CollectionSnapshotHeader {
    branch_id:        [u8; 16]
    name:             String
    dimension:        u32
    metric:           u8
    storage_dtype:    u8
    next_id:          u64
    free_slots:       Vec<u64>
    count:            u64
    index_type:       u8           // 0 = BruteForce, 1 = HNSW
    hnsw_graph_state: Vec<u8>      // Serialized graph (empty for brute-force)
}

Reserved Internal Namespace

Collection names starting with _system_ are reserved for internal use by the intelligence layer:

  • validate_system_collection_name() — validates _system_* prefix
  • create_system_collection(), system_insert(), system_search() — internal API that bypasses user-facing _ prefix restriction
  • vector_list_collections filters out _-prefixed collections from user-visible results

Transaction Behavior

AspectBehavior
TransactionalNo - bypasses Session transaction layer
IsolationNone (direct writes)
Engine transactionsUsed internally for KV persistence only
In-memory consistencyBackend writes are immediate
Crash recoveryRebuild in-memory index from KV records on restart
HNSW recoveryrebuild_graph() reconstructs graph from heap after recovery
Search metricFixed per collection at creation time

Consistency Notes

  • Vector is the only primitive with dual storage: in-memory backend (for search) + persistent KV (for durability).

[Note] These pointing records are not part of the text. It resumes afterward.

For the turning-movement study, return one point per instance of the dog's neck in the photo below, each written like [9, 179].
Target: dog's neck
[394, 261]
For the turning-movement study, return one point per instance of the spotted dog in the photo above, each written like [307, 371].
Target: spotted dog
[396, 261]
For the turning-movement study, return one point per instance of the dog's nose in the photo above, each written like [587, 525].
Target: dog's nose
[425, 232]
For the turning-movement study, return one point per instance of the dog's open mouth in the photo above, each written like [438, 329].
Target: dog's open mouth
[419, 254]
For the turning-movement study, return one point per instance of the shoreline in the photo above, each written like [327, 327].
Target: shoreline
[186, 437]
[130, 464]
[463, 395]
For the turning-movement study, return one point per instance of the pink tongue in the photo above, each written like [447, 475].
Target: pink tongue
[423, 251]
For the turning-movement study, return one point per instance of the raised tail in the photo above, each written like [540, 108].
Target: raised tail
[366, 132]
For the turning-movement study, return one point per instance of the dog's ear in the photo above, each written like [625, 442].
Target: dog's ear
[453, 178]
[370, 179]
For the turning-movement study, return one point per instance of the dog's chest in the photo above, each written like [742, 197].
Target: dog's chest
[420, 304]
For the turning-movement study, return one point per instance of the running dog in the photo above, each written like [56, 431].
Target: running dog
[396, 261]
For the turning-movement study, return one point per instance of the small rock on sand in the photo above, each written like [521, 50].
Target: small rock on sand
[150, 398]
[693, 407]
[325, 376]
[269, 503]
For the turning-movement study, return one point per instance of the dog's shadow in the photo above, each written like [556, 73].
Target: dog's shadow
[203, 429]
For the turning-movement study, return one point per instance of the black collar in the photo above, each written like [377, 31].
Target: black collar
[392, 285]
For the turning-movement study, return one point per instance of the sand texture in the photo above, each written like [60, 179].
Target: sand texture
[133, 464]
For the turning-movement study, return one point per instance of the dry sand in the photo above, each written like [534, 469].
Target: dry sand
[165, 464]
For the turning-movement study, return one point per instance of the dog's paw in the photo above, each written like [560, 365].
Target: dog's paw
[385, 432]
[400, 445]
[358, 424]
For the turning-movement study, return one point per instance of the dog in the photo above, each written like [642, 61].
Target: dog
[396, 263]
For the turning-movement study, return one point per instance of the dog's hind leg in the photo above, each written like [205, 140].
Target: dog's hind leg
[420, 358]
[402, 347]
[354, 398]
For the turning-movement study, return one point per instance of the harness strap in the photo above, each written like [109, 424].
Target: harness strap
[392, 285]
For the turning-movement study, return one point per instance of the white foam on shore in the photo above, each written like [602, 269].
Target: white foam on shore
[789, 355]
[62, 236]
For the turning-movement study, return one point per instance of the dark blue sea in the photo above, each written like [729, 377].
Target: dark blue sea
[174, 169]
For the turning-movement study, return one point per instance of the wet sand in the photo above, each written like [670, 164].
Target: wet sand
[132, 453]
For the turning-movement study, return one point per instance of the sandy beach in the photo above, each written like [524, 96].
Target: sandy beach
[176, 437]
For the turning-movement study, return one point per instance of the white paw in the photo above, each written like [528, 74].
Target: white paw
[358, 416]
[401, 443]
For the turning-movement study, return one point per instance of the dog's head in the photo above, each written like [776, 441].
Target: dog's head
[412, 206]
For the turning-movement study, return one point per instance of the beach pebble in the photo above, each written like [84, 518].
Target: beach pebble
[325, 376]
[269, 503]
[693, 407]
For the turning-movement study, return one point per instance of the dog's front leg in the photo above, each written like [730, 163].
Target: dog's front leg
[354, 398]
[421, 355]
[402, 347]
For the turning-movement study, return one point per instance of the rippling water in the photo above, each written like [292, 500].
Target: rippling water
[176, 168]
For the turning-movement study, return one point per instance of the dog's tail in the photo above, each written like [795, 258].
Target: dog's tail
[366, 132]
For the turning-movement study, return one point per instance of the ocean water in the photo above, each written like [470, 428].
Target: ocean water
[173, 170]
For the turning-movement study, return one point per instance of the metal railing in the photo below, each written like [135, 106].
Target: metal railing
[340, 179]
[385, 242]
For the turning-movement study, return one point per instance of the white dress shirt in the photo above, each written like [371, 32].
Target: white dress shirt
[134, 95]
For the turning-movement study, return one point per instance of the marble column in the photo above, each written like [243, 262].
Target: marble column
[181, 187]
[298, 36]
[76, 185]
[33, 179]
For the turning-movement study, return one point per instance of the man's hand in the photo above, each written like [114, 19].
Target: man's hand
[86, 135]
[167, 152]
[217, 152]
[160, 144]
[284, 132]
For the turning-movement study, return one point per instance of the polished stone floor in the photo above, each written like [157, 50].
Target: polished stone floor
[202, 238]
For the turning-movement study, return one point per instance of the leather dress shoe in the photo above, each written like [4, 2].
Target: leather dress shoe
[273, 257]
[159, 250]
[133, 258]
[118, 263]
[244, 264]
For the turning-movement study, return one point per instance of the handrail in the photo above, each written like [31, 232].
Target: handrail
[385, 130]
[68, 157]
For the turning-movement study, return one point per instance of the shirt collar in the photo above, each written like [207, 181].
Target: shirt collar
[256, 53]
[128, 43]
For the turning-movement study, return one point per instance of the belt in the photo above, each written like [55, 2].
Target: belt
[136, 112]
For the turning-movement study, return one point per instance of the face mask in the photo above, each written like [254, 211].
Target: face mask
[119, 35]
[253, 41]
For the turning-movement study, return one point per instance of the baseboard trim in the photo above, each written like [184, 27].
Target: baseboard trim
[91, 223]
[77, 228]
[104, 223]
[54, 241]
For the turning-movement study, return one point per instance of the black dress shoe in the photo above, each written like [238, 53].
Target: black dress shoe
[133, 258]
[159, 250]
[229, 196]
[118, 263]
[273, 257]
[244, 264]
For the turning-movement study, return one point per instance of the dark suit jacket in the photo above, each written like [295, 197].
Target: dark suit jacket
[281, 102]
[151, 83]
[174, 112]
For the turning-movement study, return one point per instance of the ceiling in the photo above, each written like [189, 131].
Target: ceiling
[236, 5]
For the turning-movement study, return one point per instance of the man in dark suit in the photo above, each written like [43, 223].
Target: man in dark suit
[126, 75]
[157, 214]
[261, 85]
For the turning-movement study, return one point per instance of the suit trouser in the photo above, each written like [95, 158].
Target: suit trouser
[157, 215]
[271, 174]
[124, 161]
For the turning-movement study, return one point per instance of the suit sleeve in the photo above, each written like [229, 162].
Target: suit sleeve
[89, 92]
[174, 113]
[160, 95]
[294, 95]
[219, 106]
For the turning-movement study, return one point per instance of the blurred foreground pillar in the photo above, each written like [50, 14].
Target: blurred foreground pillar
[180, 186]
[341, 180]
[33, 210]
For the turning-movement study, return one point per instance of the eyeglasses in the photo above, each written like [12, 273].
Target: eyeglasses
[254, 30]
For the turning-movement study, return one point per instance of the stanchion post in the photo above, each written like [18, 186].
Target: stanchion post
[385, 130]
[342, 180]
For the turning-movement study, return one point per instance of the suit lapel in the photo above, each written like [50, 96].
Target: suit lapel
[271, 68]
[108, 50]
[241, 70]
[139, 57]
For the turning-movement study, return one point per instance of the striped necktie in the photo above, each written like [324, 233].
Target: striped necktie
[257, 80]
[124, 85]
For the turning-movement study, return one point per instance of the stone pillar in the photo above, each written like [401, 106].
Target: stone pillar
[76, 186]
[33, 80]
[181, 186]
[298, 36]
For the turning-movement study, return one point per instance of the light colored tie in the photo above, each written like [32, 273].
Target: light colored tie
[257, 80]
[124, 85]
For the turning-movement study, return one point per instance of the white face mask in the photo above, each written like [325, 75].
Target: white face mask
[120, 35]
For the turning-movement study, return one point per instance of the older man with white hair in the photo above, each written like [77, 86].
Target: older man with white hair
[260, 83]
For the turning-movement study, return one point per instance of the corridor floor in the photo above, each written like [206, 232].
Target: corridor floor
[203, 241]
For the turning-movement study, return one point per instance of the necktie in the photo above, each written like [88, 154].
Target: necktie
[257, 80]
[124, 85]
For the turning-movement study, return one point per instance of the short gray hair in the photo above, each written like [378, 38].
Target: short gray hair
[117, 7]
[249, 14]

All other primitives go through the standard transaction -> storage path.
  • Vector operations are non-transactional at the Session level. Even within an active Session transaction, vector operations execute immediately and are not rolled back on TxnRollback. This is a design choice for performance.
  • The metric parameter on VectorSearch is ignored - the collection’s configured metric (set at creation) is always used.
  • Auto-creation: VectorUpsert auto-creates collections with Cosine metric and the dimension of the first vector.
  • Post-filter search: Metadata filtering happens after the backend returns candidates. The engine uses adaptive over-fetch (3x, 6x, 12x, all) to compensate.
  • The VectorId is an internal monotonic counter per collection, separate from the user-provided key string. The mapping is maintained through the KV-stored VectorRecord.
  • Collection names starting with _ are reserved for internal use and rejected by the handler’s validate_not_internal_collection() check.